Watch for a sudden brightening of the planet in early June, known as an ‘opposition surge’ due to what is known as the Seeliger effect. This is a coherent back-scattering of light, focusing it similar to highway retro-reflectors shining your headlights back at you at night. In this case, the Sun is the ‘headlight,’ and the millions of snowball moonlets hiding their shadows from view reaching 100% illumination are the highway retro-reflectors. The effect is subtle, to be sure, but serves to raise the brightness of the planet by about half a magnitude. This should be apparent in an animation sequence shot before, during and after over the span of a about a week. Any takers?

Almost there... the widening tilt of Saturn's rings. image credit and copyright: Andrew Symes (@failedprotostar).
Almost there… the widening tilt of Saturn’s rings. image credit and copyright: Andrew Symes (@failedprotostar).

And speaking of the rings, here’s another reason to check out Saturn this opposition 2016 season. The tilt of rings is about 26 degrees wide as seen from our Earthly perspective… about as wide as they can be. Saturn’s rings were last edge on in 2009, and reach a maximum width of 27 degrees on October 16th, 2017 before slowly heading towards edge on again in 2025.

The path of Saturn through the last half of 2016. Image credit: Starry Night Education software.
The path of Saturn through the last half of 2016. Image credit: Starry Night Education software.

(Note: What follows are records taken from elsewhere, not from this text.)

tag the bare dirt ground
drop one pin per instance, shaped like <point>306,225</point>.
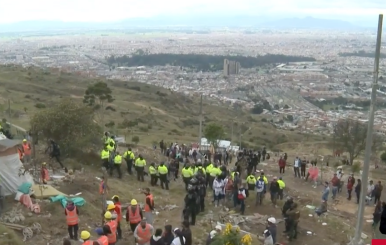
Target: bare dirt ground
<point>340,220</point>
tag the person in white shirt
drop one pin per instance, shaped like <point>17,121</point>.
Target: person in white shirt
<point>179,238</point>
<point>218,189</point>
<point>297,163</point>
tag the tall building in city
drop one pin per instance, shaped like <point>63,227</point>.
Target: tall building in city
<point>231,67</point>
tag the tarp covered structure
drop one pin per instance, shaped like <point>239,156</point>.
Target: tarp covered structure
<point>10,166</point>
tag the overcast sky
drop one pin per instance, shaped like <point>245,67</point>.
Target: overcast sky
<point>113,10</point>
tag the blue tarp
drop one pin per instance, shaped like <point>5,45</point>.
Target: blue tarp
<point>78,201</point>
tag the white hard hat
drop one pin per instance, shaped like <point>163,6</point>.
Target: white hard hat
<point>272,220</point>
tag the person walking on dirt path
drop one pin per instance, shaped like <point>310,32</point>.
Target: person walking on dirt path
<point>143,233</point>
<point>27,149</point>
<point>163,176</point>
<point>297,163</point>
<point>282,164</point>
<point>149,206</point>
<point>274,189</point>
<point>140,165</point>
<point>110,222</point>
<point>118,211</point>
<point>133,214</point>
<point>281,183</point>
<point>293,219</point>
<point>72,218</point>
<point>117,165</point>
<point>129,158</point>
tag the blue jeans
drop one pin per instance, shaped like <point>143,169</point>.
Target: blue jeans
<point>242,208</point>
<point>334,191</point>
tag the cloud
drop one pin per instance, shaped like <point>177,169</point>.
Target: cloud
<point>112,10</point>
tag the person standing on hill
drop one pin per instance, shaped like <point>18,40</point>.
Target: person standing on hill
<point>72,219</point>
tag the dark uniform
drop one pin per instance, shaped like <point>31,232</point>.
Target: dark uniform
<point>293,220</point>
<point>190,209</point>
<point>287,205</point>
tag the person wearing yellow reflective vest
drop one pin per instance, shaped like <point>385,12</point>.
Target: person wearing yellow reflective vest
<point>163,176</point>
<point>153,174</point>
<point>214,172</point>
<point>140,165</point>
<point>207,170</point>
<point>199,168</point>
<point>281,188</point>
<point>129,158</point>
<point>117,165</point>
<point>187,174</point>
<point>251,181</point>
<point>105,156</point>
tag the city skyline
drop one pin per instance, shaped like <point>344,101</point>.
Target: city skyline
<point>118,10</point>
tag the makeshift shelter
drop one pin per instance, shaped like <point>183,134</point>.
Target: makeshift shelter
<point>10,166</point>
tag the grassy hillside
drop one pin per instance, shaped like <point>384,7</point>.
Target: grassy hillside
<point>147,111</point>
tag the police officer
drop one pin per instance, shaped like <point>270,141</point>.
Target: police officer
<point>187,174</point>
<point>153,174</point>
<point>190,211</point>
<point>163,176</point>
<point>117,165</point>
<point>287,205</point>
<point>293,219</point>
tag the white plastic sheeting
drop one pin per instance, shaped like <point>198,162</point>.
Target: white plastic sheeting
<point>9,174</point>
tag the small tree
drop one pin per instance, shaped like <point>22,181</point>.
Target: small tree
<point>96,95</point>
<point>213,132</point>
<point>69,123</point>
<point>232,236</point>
<point>135,139</point>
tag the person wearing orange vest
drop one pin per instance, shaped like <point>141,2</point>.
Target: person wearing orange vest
<point>85,236</point>
<point>103,190</point>
<point>45,176</point>
<point>72,218</point>
<point>133,214</point>
<point>149,206</point>
<point>103,233</point>
<point>112,237</point>
<point>118,211</point>
<point>143,233</point>
<point>26,151</point>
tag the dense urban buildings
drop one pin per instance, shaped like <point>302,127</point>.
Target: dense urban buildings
<point>231,67</point>
<point>315,93</point>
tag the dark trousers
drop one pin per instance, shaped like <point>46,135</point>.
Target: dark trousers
<point>153,179</point>
<point>73,231</point>
<point>349,194</point>
<point>164,181</point>
<point>202,203</point>
<point>186,181</point>
<point>140,174</point>
<point>280,194</point>
<point>105,163</point>
<point>118,168</point>
<point>376,198</point>
<point>119,230</point>
<point>133,226</point>
<point>297,173</point>
<point>190,215</point>
<point>129,163</point>
<point>303,171</point>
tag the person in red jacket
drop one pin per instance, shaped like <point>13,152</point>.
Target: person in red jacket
<point>118,210</point>
<point>282,165</point>
<point>349,187</point>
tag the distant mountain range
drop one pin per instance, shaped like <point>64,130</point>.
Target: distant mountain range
<point>203,21</point>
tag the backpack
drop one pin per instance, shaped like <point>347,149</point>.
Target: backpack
<point>229,185</point>
<point>260,184</point>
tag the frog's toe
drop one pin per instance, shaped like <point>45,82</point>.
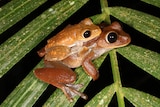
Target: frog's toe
<point>72,90</point>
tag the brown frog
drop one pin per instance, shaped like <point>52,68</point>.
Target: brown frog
<point>58,72</point>
<point>67,42</point>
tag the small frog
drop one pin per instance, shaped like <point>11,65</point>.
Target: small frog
<point>112,36</point>
<point>59,72</point>
<point>67,42</point>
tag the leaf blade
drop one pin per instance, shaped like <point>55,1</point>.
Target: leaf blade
<point>27,38</point>
<point>145,23</point>
<point>145,59</point>
<point>15,10</point>
<point>140,99</point>
<point>103,98</point>
<point>153,2</point>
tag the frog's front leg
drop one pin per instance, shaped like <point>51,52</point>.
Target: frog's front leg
<point>89,67</point>
<point>60,76</point>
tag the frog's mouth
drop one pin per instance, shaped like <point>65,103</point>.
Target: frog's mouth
<point>90,42</point>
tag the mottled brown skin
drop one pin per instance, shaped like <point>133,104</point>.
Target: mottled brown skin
<point>67,42</point>
<point>70,40</point>
<point>59,74</point>
<point>97,47</point>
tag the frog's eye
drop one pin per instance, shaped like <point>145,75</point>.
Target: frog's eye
<point>111,37</point>
<point>87,34</point>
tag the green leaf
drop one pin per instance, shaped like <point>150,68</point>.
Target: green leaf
<point>145,23</point>
<point>153,2</point>
<point>103,98</point>
<point>26,39</point>
<point>15,10</point>
<point>145,59</point>
<point>140,99</point>
<point>27,92</point>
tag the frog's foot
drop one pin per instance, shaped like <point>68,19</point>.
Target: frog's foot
<point>70,90</point>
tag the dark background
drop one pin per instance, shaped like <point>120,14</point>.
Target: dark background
<point>131,75</point>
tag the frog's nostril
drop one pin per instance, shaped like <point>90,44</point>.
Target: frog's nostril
<point>87,34</point>
<point>112,37</point>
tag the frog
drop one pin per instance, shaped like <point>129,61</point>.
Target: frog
<point>60,74</point>
<point>69,41</point>
<point>112,37</point>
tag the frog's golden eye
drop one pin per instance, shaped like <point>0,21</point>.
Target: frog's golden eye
<point>111,37</point>
<point>87,34</point>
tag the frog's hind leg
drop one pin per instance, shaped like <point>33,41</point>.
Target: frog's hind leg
<point>62,77</point>
<point>71,90</point>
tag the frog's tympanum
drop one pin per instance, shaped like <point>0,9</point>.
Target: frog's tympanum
<point>74,46</point>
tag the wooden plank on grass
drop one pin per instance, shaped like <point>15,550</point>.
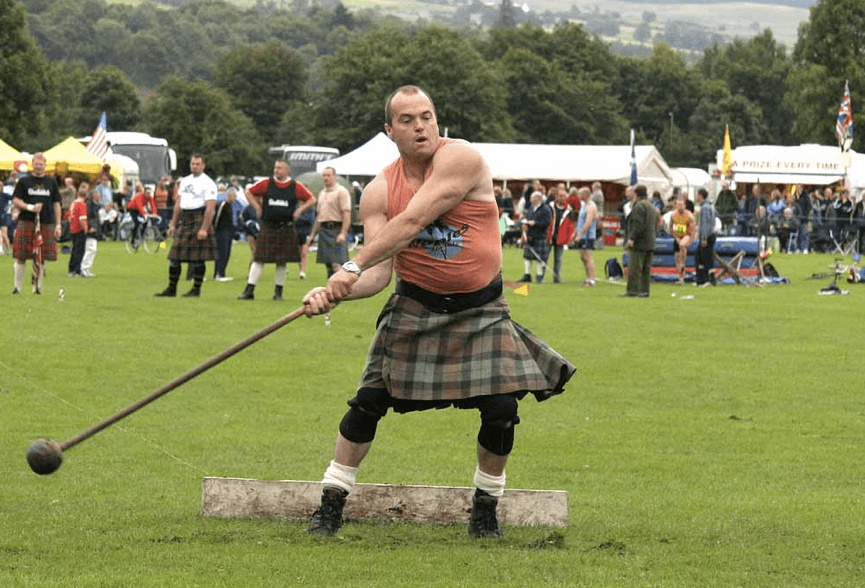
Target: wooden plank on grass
<point>239,497</point>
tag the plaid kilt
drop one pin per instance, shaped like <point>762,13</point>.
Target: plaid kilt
<point>277,243</point>
<point>25,239</point>
<point>540,246</point>
<point>328,250</point>
<point>186,246</point>
<point>423,356</point>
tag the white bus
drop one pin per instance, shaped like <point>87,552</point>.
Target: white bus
<point>302,158</point>
<point>154,157</point>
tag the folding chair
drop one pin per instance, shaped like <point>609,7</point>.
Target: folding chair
<point>793,241</point>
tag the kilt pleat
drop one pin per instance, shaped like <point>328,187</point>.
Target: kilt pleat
<point>277,243</point>
<point>187,247</point>
<point>25,239</point>
<point>419,355</point>
<point>540,247</point>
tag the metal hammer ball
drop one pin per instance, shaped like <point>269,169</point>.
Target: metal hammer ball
<point>44,457</point>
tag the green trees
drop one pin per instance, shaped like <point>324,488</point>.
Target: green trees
<point>830,50</point>
<point>196,117</point>
<point>263,82</point>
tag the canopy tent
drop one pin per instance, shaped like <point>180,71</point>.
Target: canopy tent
<point>691,179</point>
<point>8,156</point>
<point>70,156</point>
<point>507,162</point>
<point>804,164</point>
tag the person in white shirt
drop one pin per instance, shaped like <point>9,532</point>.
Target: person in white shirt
<point>194,239</point>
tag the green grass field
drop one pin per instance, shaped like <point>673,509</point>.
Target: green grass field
<point>708,442</point>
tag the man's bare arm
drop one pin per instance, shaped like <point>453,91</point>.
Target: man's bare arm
<point>457,171</point>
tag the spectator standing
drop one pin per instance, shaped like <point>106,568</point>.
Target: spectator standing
<point>641,230</point>
<point>93,231</point>
<point>489,362</point>
<point>140,206</point>
<point>78,229</point>
<point>224,226</point>
<point>705,259</point>
<point>303,227</point>
<point>586,233</point>
<point>191,226</point>
<point>534,238</point>
<point>68,193</point>
<point>276,203</point>
<point>598,199</point>
<point>561,230</point>
<point>37,199</point>
<point>332,223</point>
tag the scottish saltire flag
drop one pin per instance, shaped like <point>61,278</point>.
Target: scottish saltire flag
<point>633,159</point>
<point>844,124</point>
<point>98,144</point>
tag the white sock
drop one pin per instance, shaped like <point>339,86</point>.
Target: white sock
<point>492,485</point>
<point>340,476</point>
<point>255,271</point>
<point>20,268</point>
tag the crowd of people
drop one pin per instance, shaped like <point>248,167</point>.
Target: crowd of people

At the eyepiece, Saturn shows a yellowish disk 18” extended to 43” across if you count the rings. Crank up the magnification to over 100x under good seeing, and the black thread of the Cassini division jumps into view. Saturn has 62 moons in all, with +9th magnitude Titan being the brightest. You’re looking at the most distant surface outpost of humanity, the site of the 2005 landing of the European Space Agency’s Huygens lander. Six moons are readily visible in a small telescope, while the fainter moons Hyperion and Phoebe present a challenge to owners of extreme light buckets. Also, as Saturn heads past opposition and towards eastern quadrature 90 degrees from the Sun on September 2nd, 2016, watch for the shadow of the bulk of the planet, cast back across the rings.

A sampling of the Moons of Saturn. Image credit: Stellarium.
A sampling of the Moons of Saturn. Image credit: Stellarium.

We never miss a chance to observe Saturn if it’s above the horizon. Saturn is a sure-fire crowd-pleaser for any sidewalk astronomy session, and no one forgets their first glimpse of the glorious ringed world. You can just imagine how much consternation this bizarre-looking planet must have caused Galileo. You can tell just how primitive his first telescope was, as his sketches show off Saturn as more of a two-handled ‘coffee cup’ in appearance. Christaan Huygens first deduced something of the true nature of Saturn’s rings in 1655, correctly claiming that they are physically separated from the disk.